This is a continuation of my series on log-based replication for text editors.
Let’s focus on the checkpoint instruction for now. Immediately after successful execution of the checkpoint instruction on both the client and the server, we should be in a safe state where both client and server have exactly the same data. So what are the kinds of things that can go wrong with the checkpoint instruction?
The client might fail to save the file. Although in the previous post I said that the client (like the server) would apply the redo log when it gets the checkpoint message, that isn’t really true. The client has been “applying” the redo log all along as the user edits the in-memory buffer. The current checkpoint on the client is in the in-memory editor buffer, so all the client has to do is save this buffer to disk (I’m assuming that the file is not too large to reasonably keep in memory. In a later post I’ll discuss extending this method to arbitrary-sized files). The client can fail because it can’t save the file to disk or because the client crashes before saving the file.
In this case, the updates on the server are correct (because we are assuming single-failure) so when the problem with the local machine is resolved, we can recover the changes from the machine. We are leaving it up to the designers of the local machine to make sure that this failure does not go unnoticed by the user. Presumably the local machine either crashes or gives the user a message that it failed to save the file. If there is a failure of the local storage device, the user might even want to continue working as long as the network and server are stable and reliably saving changes.

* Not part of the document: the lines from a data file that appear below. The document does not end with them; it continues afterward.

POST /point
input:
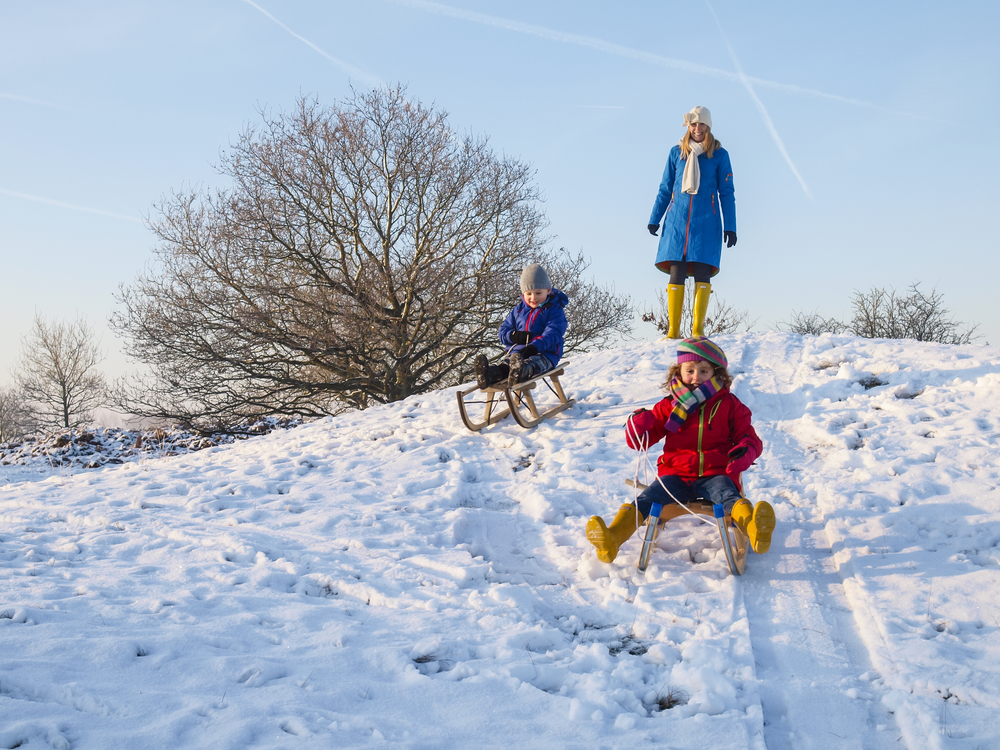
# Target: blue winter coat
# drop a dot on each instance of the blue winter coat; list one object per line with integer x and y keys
{"x": 547, "y": 324}
{"x": 693, "y": 230}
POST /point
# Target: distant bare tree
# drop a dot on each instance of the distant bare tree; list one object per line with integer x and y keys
{"x": 722, "y": 317}
{"x": 884, "y": 314}
{"x": 812, "y": 324}
{"x": 17, "y": 419}
{"x": 364, "y": 253}
{"x": 596, "y": 315}
{"x": 57, "y": 374}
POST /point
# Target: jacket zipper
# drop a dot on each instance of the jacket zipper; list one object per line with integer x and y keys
{"x": 701, "y": 433}
{"x": 687, "y": 230}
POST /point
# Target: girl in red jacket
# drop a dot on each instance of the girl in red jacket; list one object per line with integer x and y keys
{"x": 708, "y": 441}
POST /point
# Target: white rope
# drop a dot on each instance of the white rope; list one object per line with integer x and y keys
{"x": 644, "y": 460}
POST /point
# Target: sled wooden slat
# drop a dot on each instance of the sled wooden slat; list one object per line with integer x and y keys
{"x": 490, "y": 416}
{"x": 516, "y": 398}
{"x": 734, "y": 541}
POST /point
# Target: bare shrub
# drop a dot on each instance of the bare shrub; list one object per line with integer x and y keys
{"x": 57, "y": 375}
{"x": 722, "y": 318}
{"x": 364, "y": 253}
{"x": 884, "y": 314}
{"x": 812, "y": 324}
{"x": 17, "y": 418}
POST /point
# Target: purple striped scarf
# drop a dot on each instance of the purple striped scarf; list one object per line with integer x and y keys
{"x": 687, "y": 400}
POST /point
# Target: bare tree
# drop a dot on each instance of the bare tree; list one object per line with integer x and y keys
{"x": 812, "y": 324}
{"x": 363, "y": 254}
{"x": 17, "y": 419}
{"x": 885, "y": 314}
{"x": 722, "y": 318}
{"x": 58, "y": 375}
{"x": 596, "y": 316}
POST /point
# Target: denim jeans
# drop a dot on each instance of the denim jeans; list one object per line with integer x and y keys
{"x": 716, "y": 489}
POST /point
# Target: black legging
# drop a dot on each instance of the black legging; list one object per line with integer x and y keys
{"x": 702, "y": 272}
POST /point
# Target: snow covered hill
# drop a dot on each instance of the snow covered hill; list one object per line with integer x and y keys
{"x": 387, "y": 578}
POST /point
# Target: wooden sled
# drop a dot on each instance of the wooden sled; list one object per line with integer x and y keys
{"x": 517, "y": 398}
{"x": 734, "y": 541}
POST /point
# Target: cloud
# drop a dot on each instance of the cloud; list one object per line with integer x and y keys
{"x": 60, "y": 204}
{"x": 369, "y": 78}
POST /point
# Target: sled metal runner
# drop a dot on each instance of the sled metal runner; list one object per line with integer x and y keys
{"x": 734, "y": 541}
{"x": 518, "y": 398}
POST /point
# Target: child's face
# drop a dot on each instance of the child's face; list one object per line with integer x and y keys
{"x": 535, "y": 297}
{"x": 694, "y": 373}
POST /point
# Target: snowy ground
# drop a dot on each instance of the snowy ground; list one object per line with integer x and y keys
{"x": 387, "y": 578}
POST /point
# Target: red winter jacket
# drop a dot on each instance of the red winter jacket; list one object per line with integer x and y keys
{"x": 700, "y": 448}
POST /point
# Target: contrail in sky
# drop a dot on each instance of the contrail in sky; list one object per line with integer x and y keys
{"x": 369, "y": 78}
{"x": 634, "y": 54}
{"x": 760, "y": 105}
{"x": 51, "y": 202}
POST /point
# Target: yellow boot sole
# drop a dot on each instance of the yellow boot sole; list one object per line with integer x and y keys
{"x": 597, "y": 534}
{"x": 760, "y": 527}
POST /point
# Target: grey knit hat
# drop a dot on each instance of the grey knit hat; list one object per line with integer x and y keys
{"x": 534, "y": 277}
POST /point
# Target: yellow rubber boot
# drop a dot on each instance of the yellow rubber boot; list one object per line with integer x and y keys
{"x": 757, "y": 522}
{"x": 675, "y": 306}
{"x": 607, "y": 539}
{"x": 702, "y": 291}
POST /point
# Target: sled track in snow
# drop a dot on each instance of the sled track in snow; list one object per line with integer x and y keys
{"x": 815, "y": 673}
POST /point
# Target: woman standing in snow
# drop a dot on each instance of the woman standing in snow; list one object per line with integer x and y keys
{"x": 692, "y": 194}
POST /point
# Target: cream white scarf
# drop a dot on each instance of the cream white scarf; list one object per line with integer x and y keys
{"x": 692, "y": 172}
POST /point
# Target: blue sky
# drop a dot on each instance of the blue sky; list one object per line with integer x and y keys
{"x": 862, "y": 134}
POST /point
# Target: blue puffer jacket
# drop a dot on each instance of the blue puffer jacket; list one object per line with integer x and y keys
{"x": 547, "y": 324}
{"x": 693, "y": 230}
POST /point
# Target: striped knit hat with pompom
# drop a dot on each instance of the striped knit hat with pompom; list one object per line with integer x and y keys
{"x": 701, "y": 347}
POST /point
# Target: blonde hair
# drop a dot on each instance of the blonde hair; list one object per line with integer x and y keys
{"x": 725, "y": 379}
{"x": 709, "y": 144}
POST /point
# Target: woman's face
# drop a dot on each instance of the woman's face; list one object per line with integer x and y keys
{"x": 694, "y": 373}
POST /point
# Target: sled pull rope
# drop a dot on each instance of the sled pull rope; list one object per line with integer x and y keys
{"x": 644, "y": 459}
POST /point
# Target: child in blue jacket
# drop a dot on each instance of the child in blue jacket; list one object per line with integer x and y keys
{"x": 533, "y": 333}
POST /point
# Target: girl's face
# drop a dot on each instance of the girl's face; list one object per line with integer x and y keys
{"x": 535, "y": 297}
{"x": 698, "y": 131}
{"x": 694, "y": 373}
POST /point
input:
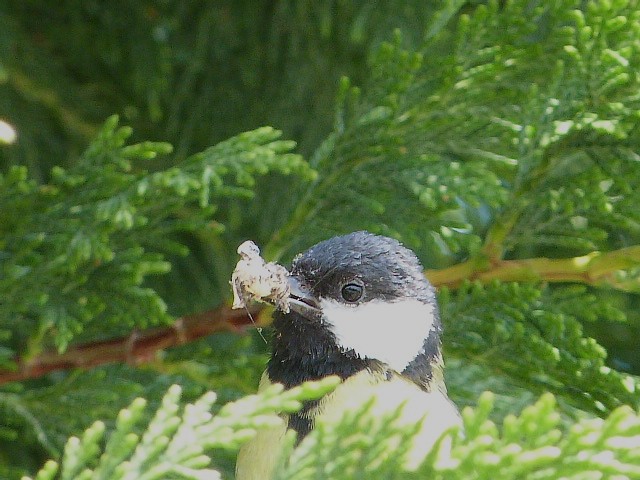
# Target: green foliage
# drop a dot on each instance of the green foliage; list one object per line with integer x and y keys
{"x": 478, "y": 132}
{"x": 176, "y": 441}
{"x": 533, "y": 336}
{"x": 104, "y": 226}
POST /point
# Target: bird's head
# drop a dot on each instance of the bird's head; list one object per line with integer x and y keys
{"x": 358, "y": 301}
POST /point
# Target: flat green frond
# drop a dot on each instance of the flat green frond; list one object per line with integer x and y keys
{"x": 102, "y": 227}
{"x": 535, "y": 338}
{"x": 177, "y": 441}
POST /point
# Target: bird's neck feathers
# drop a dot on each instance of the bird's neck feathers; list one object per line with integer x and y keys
{"x": 305, "y": 350}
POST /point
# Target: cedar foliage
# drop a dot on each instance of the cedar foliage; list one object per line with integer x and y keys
{"x": 498, "y": 140}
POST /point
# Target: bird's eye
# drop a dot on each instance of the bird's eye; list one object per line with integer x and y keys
{"x": 352, "y": 292}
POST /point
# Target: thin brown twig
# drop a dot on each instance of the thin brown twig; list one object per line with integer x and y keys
{"x": 136, "y": 348}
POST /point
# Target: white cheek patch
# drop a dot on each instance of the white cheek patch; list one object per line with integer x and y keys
{"x": 392, "y": 332}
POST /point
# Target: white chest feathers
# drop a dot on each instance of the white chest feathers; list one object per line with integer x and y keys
{"x": 392, "y": 332}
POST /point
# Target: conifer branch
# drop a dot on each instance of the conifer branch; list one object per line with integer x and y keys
{"x": 596, "y": 268}
{"x": 136, "y": 348}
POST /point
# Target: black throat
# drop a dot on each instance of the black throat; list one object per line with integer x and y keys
{"x": 305, "y": 350}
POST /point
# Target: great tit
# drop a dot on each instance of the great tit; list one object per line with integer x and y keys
{"x": 359, "y": 308}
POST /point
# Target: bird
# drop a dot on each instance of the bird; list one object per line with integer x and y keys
{"x": 360, "y": 308}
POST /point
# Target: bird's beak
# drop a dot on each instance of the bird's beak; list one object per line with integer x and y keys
{"x": 302, "y": 301}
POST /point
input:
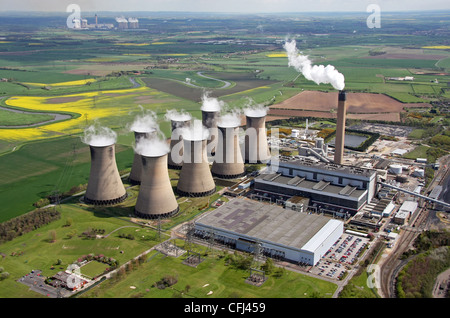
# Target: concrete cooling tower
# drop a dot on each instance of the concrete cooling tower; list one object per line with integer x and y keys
{"x": 175, "y": 158}
{"x": 136, "y": 168}
{"x": 256, "y": 147}
{"x": 228, "y": 162}
{"x": 340, "y": 128}
{"x": 156, "y": 198}
{"x": 209, "y": 120}
{"x": 195, "y": 177}
{"x": 105, "y": 186}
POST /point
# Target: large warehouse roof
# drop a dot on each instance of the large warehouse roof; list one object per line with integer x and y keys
{"x": 267, "y": 222}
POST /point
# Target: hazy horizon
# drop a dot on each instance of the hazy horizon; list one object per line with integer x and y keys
{"x": 230, "y": 6}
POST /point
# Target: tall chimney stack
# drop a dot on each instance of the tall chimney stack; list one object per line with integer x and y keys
{"x": 156, "y": 198}
{"x": 104, "y": 186}
{"x": 340, "y": 128}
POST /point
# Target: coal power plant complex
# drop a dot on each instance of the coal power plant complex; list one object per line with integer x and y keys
{"x": 261, "y": 199}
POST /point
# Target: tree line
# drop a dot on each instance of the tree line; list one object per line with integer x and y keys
{"x": 26, "y": 223}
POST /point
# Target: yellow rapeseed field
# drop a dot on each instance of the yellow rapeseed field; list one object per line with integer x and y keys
{"x": 439, "y": 47}
{"x": 282, "y": 54}
{"x": 90, "y": 106}
{"x": 133, "y": 44}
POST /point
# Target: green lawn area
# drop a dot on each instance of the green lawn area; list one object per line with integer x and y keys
{"x": 210, "y": 275}
{"x": 34, "y": 250}
{"x": 37, "y": 169}
{"x": 93, "y": 268}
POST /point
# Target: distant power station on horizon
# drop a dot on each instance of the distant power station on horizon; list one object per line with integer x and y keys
{"x": 122, "y": 24}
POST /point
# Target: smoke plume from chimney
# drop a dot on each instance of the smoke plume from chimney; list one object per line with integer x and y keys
{"x": 317, "y": 73}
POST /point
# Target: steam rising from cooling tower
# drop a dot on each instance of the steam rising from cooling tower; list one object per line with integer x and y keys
{"x": 211, "y": 108}
{"x": 195, "y": 176}
{"x": 105, "y": 186}
{"x": 156, "y": 198}
{"x": 228, "y": 162}
{"x": 256, "y": 148}
{"x": 317, "y": 73}
{"x": 144, "y": 125}
{"x": 178, "y": 120}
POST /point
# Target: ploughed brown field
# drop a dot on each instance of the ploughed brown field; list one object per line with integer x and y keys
{"x": 366, "y": 106}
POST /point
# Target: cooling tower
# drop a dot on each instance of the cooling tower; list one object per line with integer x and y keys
{"x": 209, "y": 120}
{"x": 256, "y": 146}
{"x": 175, "y": 157}
{"x": 156, "y": 198}
{"x": 228, "y": 162}
{"x": 136, "y": 168}
{"x": 195, "y": 177}
{"x": 340, "y": 129}
{"x": 105, "y": 186}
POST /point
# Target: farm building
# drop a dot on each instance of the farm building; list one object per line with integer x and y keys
{"x": 276, "y": 232}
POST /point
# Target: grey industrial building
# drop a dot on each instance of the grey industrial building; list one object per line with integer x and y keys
{"x": 326, "y": 185}
{"x": 276, "y": 232}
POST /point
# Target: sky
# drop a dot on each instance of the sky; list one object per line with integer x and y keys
{"x": 238, "y": 6}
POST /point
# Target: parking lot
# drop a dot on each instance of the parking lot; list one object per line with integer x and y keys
{"x": 340, "y": 257}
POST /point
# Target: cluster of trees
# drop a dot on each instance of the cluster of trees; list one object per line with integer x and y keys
{"x": 432, "y": 257}
{"x": 112, "y": 262}
{"x": 27, "y": 223}
{"x": 3, "y": 274}
{"x": 417, "y": 279}
{"x": 128, "y": 268}
{"x": 127, "y": 236}
{"x": 92, "y": 233}
{"x": 166, "y": 281}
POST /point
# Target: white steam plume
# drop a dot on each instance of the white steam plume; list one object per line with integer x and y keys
{"x": 317, "y": 73}
{"x": 152, "y": 147}
{"x": 230, "y": 120}
{"x": 195, "y": 132}
{"x": 255, "y": 110}
{"x": 175, "y": 115}
{"x": 211, "y": 104}
{"x": 145, "y": 122}
{"x": 99, "y": 136}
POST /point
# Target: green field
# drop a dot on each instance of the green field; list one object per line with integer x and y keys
{"x": 212, "y": 275}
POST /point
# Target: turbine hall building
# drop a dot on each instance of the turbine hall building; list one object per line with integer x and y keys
{"x": 277, "y": 232}
{"x": 327, "y": 185}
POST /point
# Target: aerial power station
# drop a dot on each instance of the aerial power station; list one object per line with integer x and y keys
{"x": 204, "y": 151}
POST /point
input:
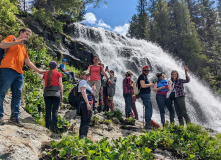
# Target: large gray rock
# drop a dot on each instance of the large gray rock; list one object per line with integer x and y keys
{"x": 21, "y": 143}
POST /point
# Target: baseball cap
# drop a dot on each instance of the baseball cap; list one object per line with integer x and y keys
{"x": 53, "y": 64}
{"x": 146, "y": 67}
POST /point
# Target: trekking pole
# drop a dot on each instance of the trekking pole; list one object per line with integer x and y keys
{"x": 143, "y": 115}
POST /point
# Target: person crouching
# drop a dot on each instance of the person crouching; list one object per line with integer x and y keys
{"x": 86, "y": 103}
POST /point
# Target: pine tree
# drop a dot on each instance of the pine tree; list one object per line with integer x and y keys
{"x": 139, "y": 24}
{"x": 161, "y": 23}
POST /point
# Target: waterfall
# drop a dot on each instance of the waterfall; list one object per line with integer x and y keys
{"x": 121, "y": 54}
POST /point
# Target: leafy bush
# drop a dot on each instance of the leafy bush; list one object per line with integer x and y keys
{"x": 192, "y": 142}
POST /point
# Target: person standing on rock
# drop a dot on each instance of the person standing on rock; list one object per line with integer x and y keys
{"x": 86, "y": 103}
{"x": 11, "y": 73}
{"x": 144, "y": 85}
{"x": 128, "y": 92}
{"x": 67, "y": 72}
{"x": 178, "y": 95}
{"x": 111, "y": 90}
{"x": 95, "y": 80}
{"x": 161, "y": 87}
{"x": 53, "y": 94}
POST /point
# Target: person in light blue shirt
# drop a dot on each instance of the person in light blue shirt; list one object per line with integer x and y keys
{"x": 66, "y": 71}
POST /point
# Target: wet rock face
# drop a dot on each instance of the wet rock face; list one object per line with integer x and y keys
{"x": 61, "y": 45}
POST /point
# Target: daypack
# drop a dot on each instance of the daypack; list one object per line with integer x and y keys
{"x": 3, "y": 52}
{"x": 74, "y": 97}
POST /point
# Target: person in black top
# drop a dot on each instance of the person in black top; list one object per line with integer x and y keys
{"x": 144, "y": 85}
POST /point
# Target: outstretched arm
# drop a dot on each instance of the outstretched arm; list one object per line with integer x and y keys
{"x": 33, "y": 67}
{"x": 6, "y": 45}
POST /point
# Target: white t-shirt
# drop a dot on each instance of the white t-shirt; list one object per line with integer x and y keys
{"x": 83, "y": 83}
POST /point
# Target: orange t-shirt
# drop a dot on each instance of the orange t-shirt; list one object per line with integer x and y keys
{"x": 15, "y": 56}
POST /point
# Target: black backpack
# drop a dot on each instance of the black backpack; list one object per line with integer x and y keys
{"x": 74, "y": 97}
{"x": 3, "y": 52}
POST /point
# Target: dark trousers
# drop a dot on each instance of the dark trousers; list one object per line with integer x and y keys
{"x": 134, "y": 108}
{"x": 9, "y": 78}
{"x": 181, "y": 111}
{"x": 52, "y": 105}
{"x": 163, "y": 102}
{"x": 148, "y": 107}
{"x": 128, "y": 104}
{"x": 85, "y": 120}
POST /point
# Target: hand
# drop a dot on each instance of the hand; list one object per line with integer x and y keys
{"x": 88, "y": 107}
{"x": 21, "y": 41}
{"x": 41, "y": 71}
{"x": 167, "y": 86}
{"x": 186, "y": 69}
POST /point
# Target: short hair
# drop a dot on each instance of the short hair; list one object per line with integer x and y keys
{"x": 24, "y": 30}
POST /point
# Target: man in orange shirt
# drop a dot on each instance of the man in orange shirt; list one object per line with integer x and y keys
{"x": 11, "y": 73}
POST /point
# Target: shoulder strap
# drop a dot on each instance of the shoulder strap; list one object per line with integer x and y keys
{"x": 8, "y": 48}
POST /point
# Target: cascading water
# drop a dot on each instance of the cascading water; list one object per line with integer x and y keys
{"x": 122, "y": 54}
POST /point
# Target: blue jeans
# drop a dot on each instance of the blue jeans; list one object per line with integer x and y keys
{"x": 11, "y": 78}
{"x": 85, "y": 120}
{"x": 128, "y": 104}
{"x": 162, "y": 101}
{"x": 148, "y": 107}
{"x": 52, "y": 104}
{"x": 69, "y": 75}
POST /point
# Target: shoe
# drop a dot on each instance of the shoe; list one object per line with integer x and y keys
{"x": 95, "y": 110}
{"x": 16, "y": 122}
{"x": 2, "y": 122}
{"x": 148, "y": 127}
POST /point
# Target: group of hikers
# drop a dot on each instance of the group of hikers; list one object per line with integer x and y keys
{"x": 96, "y": 86}
{"x": 167, "y": 92}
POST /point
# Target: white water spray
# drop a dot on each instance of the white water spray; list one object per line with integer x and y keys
{"x": 122, "y": 54}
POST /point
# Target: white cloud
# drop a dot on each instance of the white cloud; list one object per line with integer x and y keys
{"x": 89, "y": 18}
{"x": 122, "y": 29}
{"x": 102, "y": 24}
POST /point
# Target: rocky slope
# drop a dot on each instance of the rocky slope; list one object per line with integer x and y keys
{"x": 26, "y": 142}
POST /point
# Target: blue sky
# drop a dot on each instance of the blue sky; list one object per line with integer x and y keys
{"x": 114, "y": 16}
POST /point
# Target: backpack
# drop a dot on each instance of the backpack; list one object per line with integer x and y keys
{"x": 135, "y": 87}
{"x": 111, "y": 89}
{"x": 74, "y": 97}
{"x": 3, "y": 52}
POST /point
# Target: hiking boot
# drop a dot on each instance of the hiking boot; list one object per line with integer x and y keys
{"x": 2, "y": 122}
{"x": 95, "y": 110}
{"x": 16, "y": 122}
{"x": 148, "y": 127}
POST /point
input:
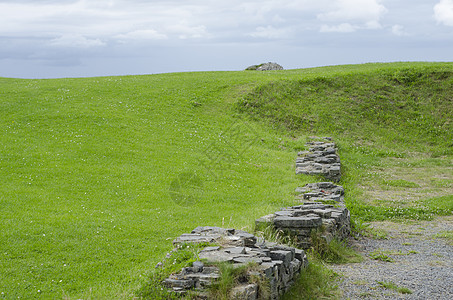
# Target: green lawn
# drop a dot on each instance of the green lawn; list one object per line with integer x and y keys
{"x": 101, "y": 174}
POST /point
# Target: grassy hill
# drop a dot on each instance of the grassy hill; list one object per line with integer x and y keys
{"x": 100, "y": 174}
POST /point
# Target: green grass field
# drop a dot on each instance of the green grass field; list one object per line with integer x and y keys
{"x": 99, "y": 175}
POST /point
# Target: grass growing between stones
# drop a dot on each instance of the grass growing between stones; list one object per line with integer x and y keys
{"x": 316, "y": 281}
{"x": 99, "y": 174}
{"x": 183, "y": 257}
{"x": 392, "y": 286}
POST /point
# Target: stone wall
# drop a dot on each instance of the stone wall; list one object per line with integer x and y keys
{"x": 276, "y": 264}
{"x": 321, "y": 159}
{"x": 321, "y": 209}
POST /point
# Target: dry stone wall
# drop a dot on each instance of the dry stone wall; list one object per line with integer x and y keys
{"x": 321, "y": 209}
{"x": 276, "y": 264}
{"x": 321, "y": 159}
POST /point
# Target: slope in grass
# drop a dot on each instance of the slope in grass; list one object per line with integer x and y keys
{"x": 100, "y": 174}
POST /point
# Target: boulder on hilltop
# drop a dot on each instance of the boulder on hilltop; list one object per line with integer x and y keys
{"x": 270, "y": 66}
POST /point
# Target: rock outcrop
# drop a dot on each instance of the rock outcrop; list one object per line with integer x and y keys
{"x": 270, "y": 66}
{"x": 277, "y": 264}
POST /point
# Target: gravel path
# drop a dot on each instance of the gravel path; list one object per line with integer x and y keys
{"x": 422, "y": 262}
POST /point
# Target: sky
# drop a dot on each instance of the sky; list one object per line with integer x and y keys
{"x": 81, "y": 38}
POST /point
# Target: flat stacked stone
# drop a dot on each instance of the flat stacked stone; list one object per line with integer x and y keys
{"x": 300, "y": 221}
{"x": 321, "y": 159}
{"x": 321, "y": 192}
{"x": 278, "y": 264}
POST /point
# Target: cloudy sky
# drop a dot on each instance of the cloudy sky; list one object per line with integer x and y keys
{"x": 74, "y": 38}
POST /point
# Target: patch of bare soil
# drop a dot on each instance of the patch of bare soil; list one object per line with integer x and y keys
{"x": 415, "y": 257}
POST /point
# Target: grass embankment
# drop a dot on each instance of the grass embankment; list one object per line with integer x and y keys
{"x": 100, "y": 174}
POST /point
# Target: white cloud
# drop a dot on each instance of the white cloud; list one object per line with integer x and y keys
{"x": 144, "y": 34}
{"x": 443, "y": 12}
{"x": 399, "y": 30}
{"x": 343, "y": 27}
{"x": 270, "y": 32}
{"x": 76, "y": 41}
{"x": 352, "y": 15}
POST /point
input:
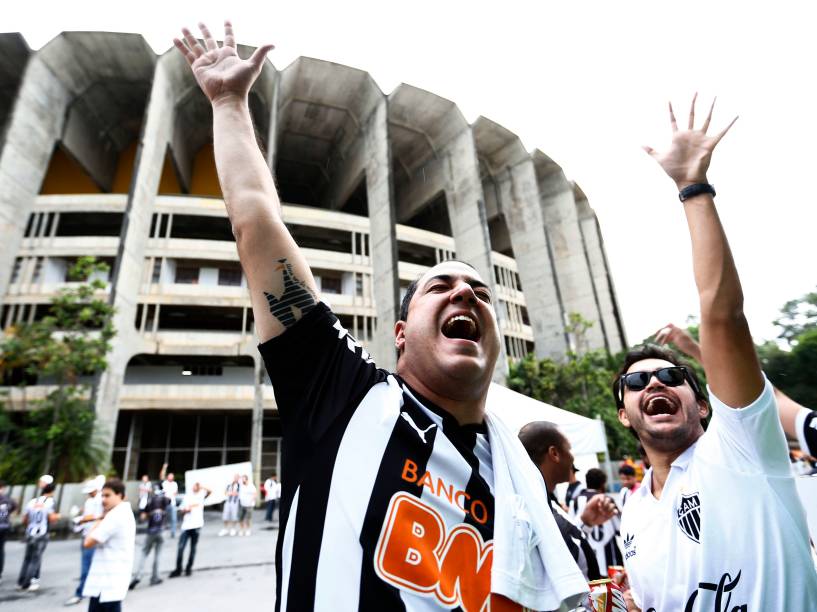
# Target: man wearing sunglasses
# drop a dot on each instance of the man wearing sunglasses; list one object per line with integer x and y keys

The network might fail to deliver the checkpoint message. In this case, there isn’t any real damage done as long as the checkpoint protocol is designed to handle the case and as long as all of the redo log has been received and properly stored because the server can continue to receive the redo log and it can apply the longer redo log to an earlier checkpoint. However, this complicates the recovery process so I will probably decide to treat it as a server failure.
The server might receive the checkpoint message but fail to save it. Again, we are relying on the system to ensure that either the remote machine crashes or it gives the server a message telling it that the storage device has failed. If the storage device fails then the server can return a message to the client, telling it that there has been a failure. If the remote machine crashes, then there should be some sort of timeout mechanism so that the client can detect this situation and alert the user. However, if there isn’t a second failure, the user can continue working without loss of data.
There is another possible way that the server can fail to save the checkpoint. There may be a software bug in the server itself. The procedure to apply an edit script to a buffer is relatively complex, and the code base in the server to do this is probably different from the code base in the client/editor to do it. Whenever two different pieces of code are trying to implement exactly the same function it’s a good idea to take some steps to detect bugs. In our case, we will consider the actions of the client/editor to always be correct since the user sees what it is doing in real time. If the server produces a checkpoint different from the checkpoint that the client produces, then this is treated as a failure in the server.
We will handle all of these cases by sending a bit more information in the checkpoint instruction, and then describing a recovery process.
There are two extra pieces of information that we will associate with each checkpoint:
- The checksum is a number calculated from the text of the checkpoint. The interesting property of a checksum is that if two different files are related by some sort of editing history, it is extremely unlikely that they will have the same checksum.
- The serial number is a number that increases for each checkpoint so that we can identify which of two checkpoints for the same file is later.
We can create the checksum on the client from the in-memory buffer which will be very fast. Then we send the checksum and the serial number in the checkpoint instruction sent to the server.
If the client fails after sending the checkpoint message, then the server still creates the new checkpoint, verifies the checksum, and saves it with the new serial number. Since we are only handling single failures, we don’t worry about the case where the server or network messes up during this process. After such a failure, the latest checkpoint is on the server and is labeled with a serial number later than any serial number on the client. Recovery consists of copying that checkpoint back to the client.
If the network or server fails after the client sends the checkpoint instruction, then the client successfully saves the latest checkpoint to disk (again, because only a single failure is handled). In this case, recovery consists of copying the latest checkpoint from the client to the server. If the server fails the checksum test then it discards the checkpoint that it generated and this case is treated like a failure of the network or server --the latest checkpoint is on the client.
To recover from any of these errors, the client sends a message to the server with the serial number of the latest checkpoint on the client. The server compares this to the number of the latest checkpoint on the server. If the server’s checkpoint is later then it initiates a copy from the server to the client. If the client’s checkpoint is later than the server initiates a copy from the client to the server.
The recovery operation can be initiated by detection of a failure or just by starting up the client to edit an existing file.